Henri Rey-Flaud

Henri Rey-Flaud : du livre de Michel Onfray

Le dernier ouvrage de Michel Onfray, annoncé à sons de trompe dans certaines revues, constitue l'événement médiatique de la rentrée pascale. Ce livre ne mériterait pas qu'on s'y arrête, s'il ne s'inscrivait pas dans une offensive de longue main menée, au-delà de la psychanalyse, contre la culture et l'intelligence.

Quand on apprend que l'auteur de cet épais libelle se targue avec ingénuité d'avoir lu “tout Freud” (œuvres complètes et correspondance) en cinq mois, on n'est guère étonné de l'acuité de sa lecture et de l'étendue de ses compétences. Faire du texte sur la “psychologie des masses” un manuel avant-coureur des manipulations des foules par les nazis (Freud, précurseur de Goebbels !), c'est ignorer que cette étude, datée de 1921 (douze avant l'arrivée au pouvoir d'Hitler), s'inscrit dans une tentative de compréhension de la construction et du fonctionnement des individus comme des groupes, qui non seulement rend compte des phénomènes historiques de fascination collective comme le nazisme ou le stalinisme, mais qui éclaire également les débordements des houligans ou les captations sectaires. Prendre au premier degré, comme s'il s'agissait d'un polar ou d'une bande dessinée, le texte terminal sur Moïse, c'est méconnaître que Freud, dans ce qui constitue son testament, remet sur le métier le mythe de Totem et tabou, conçu un quart de siècle plus tôt, pour montrer dans une élaboration géniale que le Père de la Loi (Moïse) doit connaître le même sort que le Père de la non-loi (le Père de la horde). Faute de quoi l'homme tomberait sous le coup de la tyrannie de la Loi. Sur ce principe Freud va alors dégager ce qui constitue le génie du judaïsme, soit une foi pure, référée à la Lettre, distincte du christianisme initié par Paul, qui va marquer l'incarnation de cette Lettre. Il est bien évident que M. Onfray est à des années-lumière de ce type de lecture, car son ouvrage, animé par la haine de la pensée, s'inscrit dans le populisme envahissant, qui marque notre temps de misère.

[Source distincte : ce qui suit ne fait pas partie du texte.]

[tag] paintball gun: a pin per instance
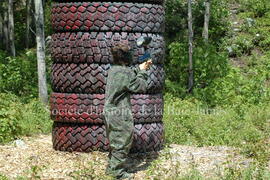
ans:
(144, 42)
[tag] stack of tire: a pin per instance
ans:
(84, 32)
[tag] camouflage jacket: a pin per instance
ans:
(121, 82)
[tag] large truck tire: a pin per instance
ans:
(88, 108)
(87, 138)
(107, 16)
(91, 78)
(94, 47)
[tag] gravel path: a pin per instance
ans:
(37, 159)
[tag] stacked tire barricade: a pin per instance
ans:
(84, 32)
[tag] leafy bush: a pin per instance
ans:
(191, 122)
(176, 19)
(209, 65)
(18, 119)
(18, 75)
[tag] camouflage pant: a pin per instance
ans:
(119, 130)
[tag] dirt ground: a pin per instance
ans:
(35, 159)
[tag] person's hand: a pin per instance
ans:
(145, 65)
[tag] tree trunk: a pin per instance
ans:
(190, 70)
(5, 25)
(40, 38)
(205, 33)
(1, 29)
(11, 28)
(28, 23)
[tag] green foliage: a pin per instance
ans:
(176, 19)
(21, 119)
(191, 122)
(18, 75)
(258, 7)
(209, 66)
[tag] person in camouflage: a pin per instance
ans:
(121, 82)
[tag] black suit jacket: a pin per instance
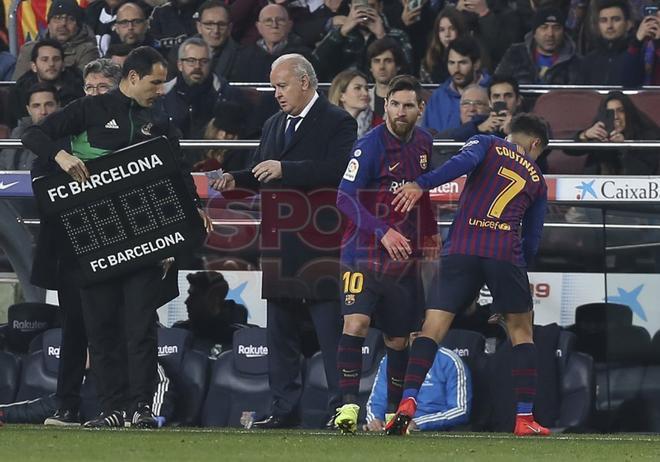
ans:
(300, 225)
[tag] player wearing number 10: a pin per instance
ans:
(504, 191)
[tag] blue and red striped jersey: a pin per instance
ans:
(380, 164)
(504, 191)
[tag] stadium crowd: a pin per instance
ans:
(475, 53)
(359, 46)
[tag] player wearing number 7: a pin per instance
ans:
(504, 191)
(381, 248)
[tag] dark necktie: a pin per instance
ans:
(291, 129)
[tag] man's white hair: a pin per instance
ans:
(301, 67)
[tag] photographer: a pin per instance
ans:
(619, 120)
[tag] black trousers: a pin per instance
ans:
(120, 319)
(284, 350)
(73, 349)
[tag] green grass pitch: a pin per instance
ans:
(41, 444)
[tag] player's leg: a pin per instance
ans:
(453, 288)
(357, 302)
(509, 286)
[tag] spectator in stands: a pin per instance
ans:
(605, 64)
(642, 66)
(448, 27)
(65, 25)
(100, 16)
(345, 46)
(42, 99)
(7, 65)
(228, 123)
(214, 26)
(464, 66)
(476, 116)
(444, 401)
(172, 22)
(505, 89)
(211, 317)
(101, 76)
(547, 56)
(117, 53)
(349, 90)
(191, 95)
(322, 16)
(47, 66)
(629, 123)
(386, 60)
(132, 26)
(274, 26)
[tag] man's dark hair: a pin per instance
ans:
(118, 49)
(497, 79)
(466, 46)
(41, 87)
(403, 83)
(621, 4)
(45, 43)
(142, 61)
(531, 124)
(207, 5)
(380, 46)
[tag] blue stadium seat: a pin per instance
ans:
(10, 368)
(39, 372)
(314, 401)
(26, 321)
(239, 381)
(187, 369)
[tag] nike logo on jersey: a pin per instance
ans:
(4, 186)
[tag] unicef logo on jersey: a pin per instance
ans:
(397, 184)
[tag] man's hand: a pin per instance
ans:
(225, 183)
(396, 244)
(375, 23)
(73, 166)
(208, 224)
(268, 170)
(649, 28)
(375, 425)
(596, 132)
(410, 17)
(406, 197)
(431, 247)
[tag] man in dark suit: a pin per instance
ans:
(303, 153)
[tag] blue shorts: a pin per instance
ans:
(395, 304)
(461, 277)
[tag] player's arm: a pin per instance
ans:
(41, 138)
(467, 159)
(357, 178)
(532, 228)
(377, 402)
(457, 391)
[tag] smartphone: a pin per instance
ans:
(499, 106)
(609, 121)
(651, 10)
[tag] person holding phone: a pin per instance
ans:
(639, 68)
(619, 120)
(345, 46)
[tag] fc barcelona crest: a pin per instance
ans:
(423, 161)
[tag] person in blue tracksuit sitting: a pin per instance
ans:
(444, 401)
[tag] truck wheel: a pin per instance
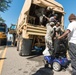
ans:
(56, 66)
(26, 46)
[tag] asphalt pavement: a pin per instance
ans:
(14, 64)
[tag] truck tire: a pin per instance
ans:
(26, 47)
(56, 66)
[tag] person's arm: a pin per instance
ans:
(65, 34)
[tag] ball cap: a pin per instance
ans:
(72, 17)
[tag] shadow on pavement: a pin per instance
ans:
(44, 71)
(2, 58)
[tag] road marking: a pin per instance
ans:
(1, 61)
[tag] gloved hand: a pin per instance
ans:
(43, 15)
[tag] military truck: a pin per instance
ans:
(29, 29)
(3, 34)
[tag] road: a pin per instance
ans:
(13, 64)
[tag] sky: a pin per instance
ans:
(11, 15)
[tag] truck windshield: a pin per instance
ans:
(2, 28)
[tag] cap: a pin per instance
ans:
(72, 17)
(52, 23)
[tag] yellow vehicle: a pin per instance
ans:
(30, 32)
(3, 32)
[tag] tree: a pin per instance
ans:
(2, 20)
(4, 4)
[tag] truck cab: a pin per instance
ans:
(31, 27)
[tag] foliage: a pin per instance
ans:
(4, 4)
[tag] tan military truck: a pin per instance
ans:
(30, 28)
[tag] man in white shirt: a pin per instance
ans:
(71, 32)
(48, 39)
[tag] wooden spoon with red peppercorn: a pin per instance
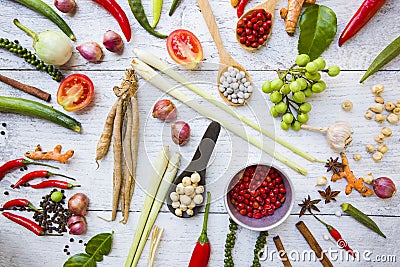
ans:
(225, 62)
(254, 27)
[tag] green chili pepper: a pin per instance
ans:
(138, 12)
(385, 56)
(44, 9)
(38, 110)
(173, 7)
(157, 7)
(361, 218)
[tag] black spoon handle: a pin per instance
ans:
(205, 148)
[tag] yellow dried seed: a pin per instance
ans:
(383, 148)
(379, 138)
(377, 89)
(370, 148)
(379, 118)
(347, 105)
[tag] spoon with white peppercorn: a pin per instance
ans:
(187, 191)
(234, 83)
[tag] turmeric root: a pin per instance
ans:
(292, 13)
(56, 154)
(353, 181)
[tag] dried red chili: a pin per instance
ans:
(365, 12)
(118, 13)
(202, 250)
(18, 163)
(54, 183)
(37, 174)
(19, 202)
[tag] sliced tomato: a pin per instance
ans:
(75, 92)
(184, 48)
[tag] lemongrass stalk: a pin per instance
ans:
(154, 78)
(166, 68)
(159, 168)
(169, 176)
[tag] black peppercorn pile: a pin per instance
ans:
(54, 217)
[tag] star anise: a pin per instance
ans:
(334, 165)
(308, 205)
(328, 194)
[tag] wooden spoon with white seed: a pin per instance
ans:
(225, 60)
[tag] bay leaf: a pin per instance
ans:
(318, 26)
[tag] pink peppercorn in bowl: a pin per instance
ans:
(259, 197)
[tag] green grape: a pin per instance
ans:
(302, 82)
(285, 126)
(285, 89)
(302, 117)
(273, 112)
(275, 97)
(333, 71)
(281, 107)
(267, 87)
(318, 87)
(308, 92)
(299, 97)
(313, 76)
(302, 60)
(288, 118)
(295, 87)
(311, 67)
(276, 84)
(296, 125)
(320, 63)
(305, 107)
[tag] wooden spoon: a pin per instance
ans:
(198, 164)
(225, 60)
(268, 6)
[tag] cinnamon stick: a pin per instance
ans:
(301, 226)
(281, 251)
(26, 88)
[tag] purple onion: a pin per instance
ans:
(384, 187)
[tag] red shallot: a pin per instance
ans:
(78, 203)
(77, 225)
(164, 110)
(113, 42)
(180, 132)
(90, 51)
(384, 187)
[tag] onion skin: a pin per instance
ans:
(113, 42)
(180, 132)
(164, 110)
(384, 187)
(78, 204)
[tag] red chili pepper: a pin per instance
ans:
(241, 6)
(201, 252)
(116, 11)
(25, 222)
(19, 202)
(339, 240)
(54, 183)
(365, 12)
(18, 163)
(37, 174)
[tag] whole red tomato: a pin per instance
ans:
(75, 92)
(184, 48)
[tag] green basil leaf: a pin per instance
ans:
(80, 260)
(99, 245)
(318, 25)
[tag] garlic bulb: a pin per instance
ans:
(339, 134)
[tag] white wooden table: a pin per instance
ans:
(19, 247)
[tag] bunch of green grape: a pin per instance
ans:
(289, 91)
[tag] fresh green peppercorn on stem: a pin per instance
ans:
(38, 110)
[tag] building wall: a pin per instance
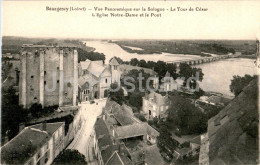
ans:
(44, 71)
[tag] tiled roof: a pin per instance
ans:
(113, 61)
(117, 159)
(121, 114)
(133, 130)
(50, 127)
(231, 132)
(84, 64)
(26, 143)
(158, 98)
(153, 156)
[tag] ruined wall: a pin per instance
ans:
(68, 76)
(51, 76)
(44, 71)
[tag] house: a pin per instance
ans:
(155, 105)
(168, 83)
(95, 79)
(37, 144)
(119, 133)
(106, 150)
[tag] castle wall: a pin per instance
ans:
(68, 66)
(43, 72)
(32, 77)
(51, 77)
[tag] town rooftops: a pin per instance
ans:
(46, 46)
(157, 98)
(122, 114)
(113, 61)
(117, 159)
(27, 143)
(106, 146)
(134, 130)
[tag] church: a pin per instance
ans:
(95, 79)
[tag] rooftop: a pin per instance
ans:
(157, 98)
(27, 142)
(233, 131)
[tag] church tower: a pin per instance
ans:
(115, 73)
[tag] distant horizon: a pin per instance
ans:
(85, 38)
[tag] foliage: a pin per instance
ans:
(150, 122)
(155, 120)
(116, 95)
(140, 117)
(68, 157)
(164, 140)
(238, 83)
(185, 116)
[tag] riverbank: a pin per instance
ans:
(185, 47)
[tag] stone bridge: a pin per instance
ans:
(202, 60)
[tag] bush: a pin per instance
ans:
(141, 117)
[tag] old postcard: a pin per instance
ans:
(130, 82)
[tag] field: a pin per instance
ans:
(190, 47)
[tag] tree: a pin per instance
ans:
(68, 157)
(116, 93)
(238, 83)
(185, 116)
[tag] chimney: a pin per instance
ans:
(44, 126)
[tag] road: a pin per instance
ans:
(84, 137)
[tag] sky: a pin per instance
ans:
(223, 20)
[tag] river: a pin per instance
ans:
(217, 75)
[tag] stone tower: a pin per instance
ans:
(48, 76)
(114, 66)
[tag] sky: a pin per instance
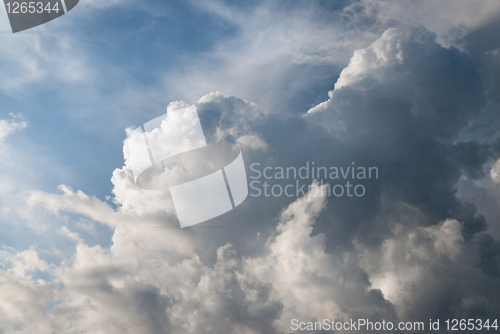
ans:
(412, 89)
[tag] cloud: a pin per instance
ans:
(411, 249)
(8, 127)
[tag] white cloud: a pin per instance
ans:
(8, 127)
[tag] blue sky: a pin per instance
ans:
(411, 89)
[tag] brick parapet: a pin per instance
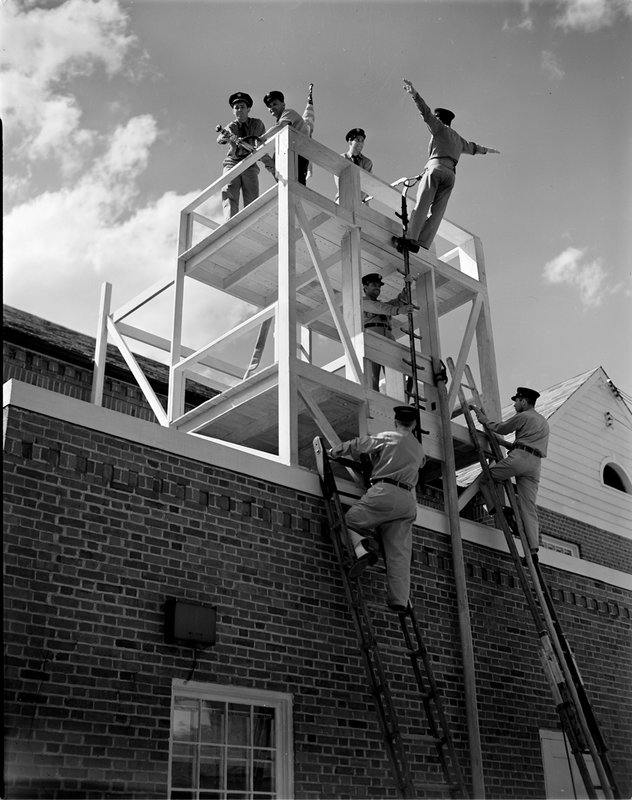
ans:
(98, 531)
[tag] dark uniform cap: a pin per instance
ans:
(353, 133)
(529, 394)
(240, 96)
(444, 114)
(405, 414)
(273, 95)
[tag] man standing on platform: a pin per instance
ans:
(437, 179)
(355, 140)
(378, 315)
(389, 506)
(247, 130)
(275, 101)
(524, 460)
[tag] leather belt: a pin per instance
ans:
(533, 450)
(399, 484)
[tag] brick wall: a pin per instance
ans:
(98, 531)
(595, 545)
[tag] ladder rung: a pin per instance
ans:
(426, 738)
(408, 332)
(439, 787)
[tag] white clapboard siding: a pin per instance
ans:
(580, 445)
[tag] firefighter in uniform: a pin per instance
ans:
(389, 506)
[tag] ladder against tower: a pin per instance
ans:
(297, 258)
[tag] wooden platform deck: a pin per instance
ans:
(297, 257)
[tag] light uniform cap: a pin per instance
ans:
(529, 394)
(275, 94)
(240, 97)
(372, 277)
(355, 132)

Sur le constat de la nullité scientifique absolue de ce livre, je ne relèverai pas les ragots obscènes, avancés sans la moindre ombre de preuve, sans la production du moindre document, touchant la soi-disant vie sexuelle secrète de Freud. Ces pages ne sont que la projection d'une histoire personnelle dont on entrevoit toute la déréliction. Plus graves sont les attaques contre la pratique analytique, qui reste aujourd'hui le seul espace où la souffrance humaine puisse se dire. Ce que Freud a en effet introduit (et qui est aujourd'hui en passe de se perdre), c'est une écoute, c'est-à-dire une position d'attente, de patience et de tentative de compréhension de ce qui, sous la grimace du symptôme, ne parvient pas à s'exprimer. Aujourd'hui, foin de toutes ces balivernes : le comportementalisme a destitué l'écoute freudienne et les tocs ont supplanté les subtilités de l'Homme aux rats, décrié par Onfray. C'est au nom de même principe que la méthode ABA, inspiré du dressage animalier, est en passe de faire tomber dans l'oubli l'apport kleinien sur l'autisme, référé aux grands noms de Bettelheim ou de Frances Tustin.

Car c'est bien là la question de fond que suscite le livre de Michel Onfray : en lui-même il n'est rien — rien que le symptôme, redisons-le, des temps qui sont les nôtres, où les follicules ont remplacé les livres et où le scandale est le meilleur facteur de vente. “Sur le Racine mort, le Campistron pullule”, écrivait déjà Boileau.

Henri Rey-Flaud est professeur émérite à l'Université de Montpellier, département de psychanalyse.

Comments (1)

Psychanalyste, je suis choquée mais non surprise de voir encore la psychanalyse traînée dans la boue. Il y a plusieurs protestations de qualité présentes sans la presse et sur le site OEDIPE; c'est une bonne chose et il me semble que cela suffit comme ça: il n'y a pas lieu de parler encore du livre d'Onfray et de lui faire de la pub.Assez!